Rivera had the first points on board within seconds – ankle nibbled at, no variation. Bajrang, attacking from the inside, would use the clock and relative complacency dismissing the leg points as nothing, and ramming Rivera on the side edges, after forcing him to back up. It was a strange scenario where though Bajrang trailed, he was always seen hounding Rivera into tight corners chipping away at the lead.
In this high-scoring relentless action, Rivera was tripped inside, backing up for 4-6 to Bajrang, and with a series of doubles and a locks at the side, with Rivera following up with a lightning quick n-th ankle pounce, the score read 6-8. One ankle-pick stood out for Bajrang hopping about, not losing balance, with his leg raised, flying even though he held on. But it was with 24 seconds to go, that Bajrang launched a takedown of his own and a challenge in the end gave him the 11-9 cushioning.
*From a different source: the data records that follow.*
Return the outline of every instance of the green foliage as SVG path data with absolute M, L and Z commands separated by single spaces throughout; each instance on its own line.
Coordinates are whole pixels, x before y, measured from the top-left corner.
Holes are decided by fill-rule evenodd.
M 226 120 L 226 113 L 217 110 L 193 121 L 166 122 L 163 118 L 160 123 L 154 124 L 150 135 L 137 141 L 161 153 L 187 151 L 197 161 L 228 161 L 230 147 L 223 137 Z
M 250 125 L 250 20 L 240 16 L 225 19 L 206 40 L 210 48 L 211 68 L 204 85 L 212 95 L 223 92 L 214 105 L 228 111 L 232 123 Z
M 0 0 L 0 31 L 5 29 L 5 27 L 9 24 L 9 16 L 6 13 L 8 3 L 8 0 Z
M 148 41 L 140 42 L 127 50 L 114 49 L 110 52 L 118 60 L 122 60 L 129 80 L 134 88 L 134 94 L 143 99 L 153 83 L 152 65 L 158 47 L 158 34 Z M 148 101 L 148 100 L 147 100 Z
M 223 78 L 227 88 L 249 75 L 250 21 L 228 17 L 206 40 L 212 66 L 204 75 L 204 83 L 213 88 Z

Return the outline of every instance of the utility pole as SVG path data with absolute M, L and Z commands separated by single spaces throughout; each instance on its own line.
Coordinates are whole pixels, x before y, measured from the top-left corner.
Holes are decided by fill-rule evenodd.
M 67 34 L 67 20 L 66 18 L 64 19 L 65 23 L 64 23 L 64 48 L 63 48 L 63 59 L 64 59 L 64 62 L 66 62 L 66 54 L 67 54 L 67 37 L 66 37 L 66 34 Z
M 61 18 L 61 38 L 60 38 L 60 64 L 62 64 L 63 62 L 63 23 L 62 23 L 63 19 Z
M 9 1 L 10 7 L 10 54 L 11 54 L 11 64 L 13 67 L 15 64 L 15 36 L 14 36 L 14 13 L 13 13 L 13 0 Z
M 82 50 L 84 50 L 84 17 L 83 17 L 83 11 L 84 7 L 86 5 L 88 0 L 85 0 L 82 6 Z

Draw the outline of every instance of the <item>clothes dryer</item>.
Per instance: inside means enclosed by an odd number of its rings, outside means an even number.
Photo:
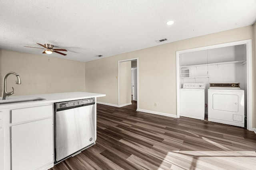
[[[208,121],[244,127],[244,91],[239,86],[239,83],[210,83]]]

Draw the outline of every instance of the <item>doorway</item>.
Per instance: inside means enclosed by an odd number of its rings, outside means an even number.
[[[119,107],[136,102],[139,108],[138,58],[118,62],[118,100]]]

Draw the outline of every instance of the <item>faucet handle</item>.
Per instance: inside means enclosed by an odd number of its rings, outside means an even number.
[[[10,95],[11,95],[12,94],[13,94],[14,93],[14,89],[13,88],[13,87],[12,87],[12,92],[10,92]]]

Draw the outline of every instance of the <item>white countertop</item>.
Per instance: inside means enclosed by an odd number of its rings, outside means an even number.
[[[89,98],[98,98],[105,96],[106,94],[104,94],[81,92],[26,96],[11,96],[9,97],[8,100],[0,100],[0,109],[8,108],[16,106],[31,106],[32,105],[44,104]],[[45,100],[33,102],[0,104],[1,102],[17,100],[18,99],[22,99],[23,100],[37,98],[43,98],[45,99]]]

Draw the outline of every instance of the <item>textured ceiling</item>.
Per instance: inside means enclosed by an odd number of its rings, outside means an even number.
[[[86,62],[256,21],[255,0],[0,0],[0,49]]]

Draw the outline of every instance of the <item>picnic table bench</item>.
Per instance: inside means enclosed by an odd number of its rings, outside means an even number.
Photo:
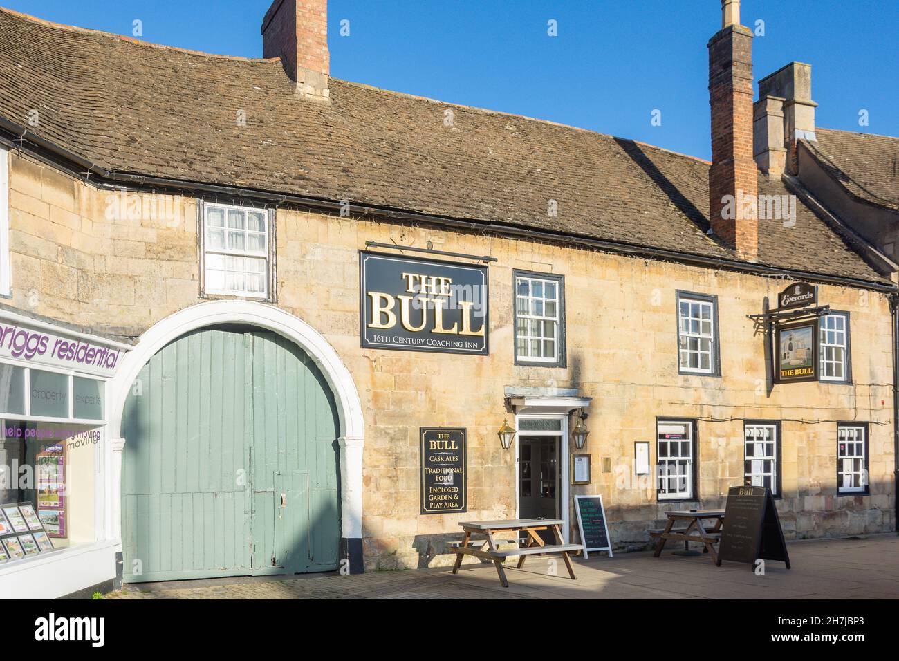
[[[565,522],[561,519],[501,519],[497,521],[462,522],[459,523],[465,533],[462,540],[450,545],[456,554],[456,563],[453,565],[452,573],[458,573],[464,556],[475,556],[491,560],[496,567],[496,573],[500,576],[503,587],[509,587],[509,581],[506,580],[505,571],[503,568],[504,559],[512,556],[520,556],[516,568],[521,569],[524,567],[524,561],[528,556],[558,553],[565,560],[572,580],[577,580],[574,567],[568,554],[583,550],[583,545],[565,543],[559,528]],[[547,530],[553,533],[556,543],[547,544],[539,534],[540,531]],[[473,534],[483,534],[485,539],[472,540]],[[524,537],[521,537],[522,534]],[[518,546],[501,550],[497,543],[503,540],[511,540]]]
[[[662,555],[662,549],[665,548],[668,540],[683,541],[687,546],[690,541],[696,541],[703,545],[703,553],[708,553],[713,562],[717,562],[718,555],[715,550],[715,544],[721,539],[721,526],[724,524],[724,510],[677,510],[665,512],[668,523],[663,530],[652,530],[649,531],[651,537],[658,540],[655,547],[656,558]],[[707,528],[706,521],[714,520],[711,528]],[[674,530],[674,524],[686,522],[686,528]]]

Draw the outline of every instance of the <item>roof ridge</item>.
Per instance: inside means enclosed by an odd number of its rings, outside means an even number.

It’s been a tense lead-up for Bajrang, with his weaknesses magnified under the spotlight of younger, snappier, 65 kg contenders in India. His own self-doubts about waning capabilities, not much coaching expertise to raise his game and his edginess in not believing that the body was steamrolling like it used to at his peak before 2019, meant he’s had to overcome his own demons. But on Sunday, Bajrang Punia, who won the India trials, proved he’s made of something else, when fighting internationally. They know Achilles has a weak heel, but then there’s the rest of Achilles that is far more intimidating.
Bajrang would say as much, telling UWW: “I gave away six points at the start. And the leg defence that I thought would work, just didn’t come off. I need to sit and analyse why it’s not working. It didn’t work in matches I lost, and it didn’t work today when I won as well. It’s a huge weakness and I’ll have to work a lot. The leg defence had been a huge problem since the knee injury (at the Olympics). It doesn’t eat into my confidence, because otherwise I wouldn’t have recovered points. Earlier, I didn’t give so much leg (concede points on leg defence). I always fight till the last second because we work hard as wrestlers. I’ll have to figure out if I need more hard work or smart work on the leg defence.”